Building a R100m valuation company: Part 4 – Growth

To recap, for the last few weeks, we’ve been talking about how to build a $100 million company.

There are five layers that a business owner needs to build to ensure that you can support your company valuation. How you act and direct your team across each layer changes over four stages of growth, from start-up to scale-up, ramp-up, and value-up.

The first layer is about positioning—it answers the question “what makes your business special in your customers’ experience”.

The second layer is the delivery system, which is all about designing processes, activities, and systems based on the experiences your customers want.

The third layer is about getting the right people to do the right thing at the right time and at the right price.

In this podcast of the Money Show, Pavlo Phitidis unpacks the fourth layer in “Building a R100m valuation company” [GROWTH]

The fourth layer is all about growth.

With your time now split to only 30% on operational and management activities because of the first 3 layers, you have time to focus and lead growth. There are several different types of growth you must generate to both lift revenues and deepen profit, and one without the other is of little value.

Growing revenue is about increasing your company’s revenue, while growing profit is about increasing your company’s profitability as a percentage of your revenue. In effect, you want to increase the “gap” between your revenue and your costs to increase profitability while also increasing the quantum of revenue to increase profit.

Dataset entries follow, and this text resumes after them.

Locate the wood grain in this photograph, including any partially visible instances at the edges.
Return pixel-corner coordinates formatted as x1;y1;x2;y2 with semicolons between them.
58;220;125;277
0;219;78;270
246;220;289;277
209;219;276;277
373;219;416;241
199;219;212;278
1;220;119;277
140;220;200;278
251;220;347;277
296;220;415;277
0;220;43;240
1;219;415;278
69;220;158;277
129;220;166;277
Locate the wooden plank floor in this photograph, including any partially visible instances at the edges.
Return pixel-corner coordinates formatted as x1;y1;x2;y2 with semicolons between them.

The first three layers see you with a company that serves well-defined customer segments whose ideal customer experience you’ve determined in the Positioning layer, which is then built out in the System of Delivery layer and brought to life in the Purposeful People layer.

Accelerated Growth

Your job now is to accelerate your growth with your current services and offerings by leveraging these 3 layers to dominate in your segments. Doing so increases your market share in each of the segments you have chosen to dominate and increases your ease of finding, winning, and holding clients through referrals or word-of-mouth and brand familiarity. If you maintain your first 3 layers and don’t veer from the simplicity of the business model they offer, increased revenues will be serviced by an experienced and well-capacitated System of Delivery and team. Put differently, the same cost base of your business will generate increased revenues, widening the gap that drives your profitability. It will also mean that your team can drive this growth, releasing your time to focus on next-level growth.

Next Level Growth

This is growth that generates a significant impact on your profitability with little impact on your service or delivery costs. It’s also vital to diversify your company’s risk to create sustainability and increase your valuation multiples. Getting this right must again be done without disrupting your first 3 layers too much. Too much disruption or completely disassembling those layers will pull you directly back into your company’s engine room and the daily, weekly, or monthly grind of operational and administrative activities.

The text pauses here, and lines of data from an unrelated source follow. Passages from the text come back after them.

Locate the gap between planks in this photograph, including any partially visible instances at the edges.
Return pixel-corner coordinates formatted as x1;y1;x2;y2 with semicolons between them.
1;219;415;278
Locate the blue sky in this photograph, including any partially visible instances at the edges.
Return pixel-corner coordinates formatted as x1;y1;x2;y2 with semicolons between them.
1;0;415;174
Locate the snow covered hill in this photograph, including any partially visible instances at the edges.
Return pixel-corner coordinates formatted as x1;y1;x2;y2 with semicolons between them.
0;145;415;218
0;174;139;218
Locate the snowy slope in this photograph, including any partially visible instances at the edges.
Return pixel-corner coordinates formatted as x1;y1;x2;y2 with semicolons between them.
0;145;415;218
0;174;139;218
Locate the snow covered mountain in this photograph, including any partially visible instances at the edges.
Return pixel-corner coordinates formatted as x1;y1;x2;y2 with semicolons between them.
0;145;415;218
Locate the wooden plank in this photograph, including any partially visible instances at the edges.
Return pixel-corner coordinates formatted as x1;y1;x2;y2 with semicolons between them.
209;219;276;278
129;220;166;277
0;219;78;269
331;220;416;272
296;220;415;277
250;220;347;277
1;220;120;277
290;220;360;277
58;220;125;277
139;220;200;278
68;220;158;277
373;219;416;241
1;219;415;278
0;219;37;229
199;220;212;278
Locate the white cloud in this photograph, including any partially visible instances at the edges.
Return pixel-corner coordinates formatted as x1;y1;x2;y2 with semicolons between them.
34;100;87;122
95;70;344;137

To get it right, use the time you have released to find new customers in different industries or sectors. By this, I mean customers who have the same problems that need solving and that your products and services can solve much like they do for your current customer segments. Then evaluate the similarity of the experiences that those customers want in order to support you. Their ideal experience must be as close as possible to the current experience you generate for your current customer segments. Again, this means that there is as little disruption to your first three layers as possible.

The result will be an entirely new seam and stream of revenue from the new customer segment in the new industry, served off the back of an experienced, capable, and moderately increased cost base. A significant jump in revenue, with much of it flowing down to your EBITDA or post-tax profits. Achieving this with little disruption to your first three layers means that your team can lead it and, again, release your time to focus on capital growth.

Capital Growth

This is about locking in your future revenues and further deepening your profits. It is essential if you wish to secure a clean future exit at a premium valuation. Your focus here is on productivity, efficiency, and technology. Productivity is typically calculated as revenue per employee. Efficiency is calculated as time/activity, and technology is measured by automation—in your business or in your client’s business, which you have put in place.

Productivity gains are gotten through working with your team. Identifying process-driven activities and the ‘gaps’ between your business systems that compromise coordination (For example, lead generation not handing over effectively to lead conversion) is the low hanging fruit. Business systems need constant attention and development!

Efficiency comes into play when you identify with your team how you can enjoy more value for the same cost of an activity or engagement, or alternatively, the same value for a lower cost. Often, gains are found in your business systems that can be optimised and integrated more effectively.

Technology gains can see many productivity and efficiency gains automated inside your business. Outside your business, you see technology innovate and advance the capability of your service or product. For example, I.O.T, A.I., ML, additive printing, and many more technologies available invite significant gains in value to your customers and clients. Instead of running an in-person sales team, create a virtual showroom and offer sales calls digitally, weekly rather than six times a week in person.

Leading this aspect of your business evolves over time.

Starting up—growth is focused on transaction volume and velocity of clients until you identify how to position your company 

Scaling up – growth must be generated organically as a result of this stage, freeing up your time to focus on the next stage.

Ramping up—accelerated growth is the order of the day.

Value optimization –  next-level and capital growth should take up 70% of your time during this phase.

Getting growth right needs the first three layers in place. After that, it needs a vision, targets, and discipline – don’t get distracted!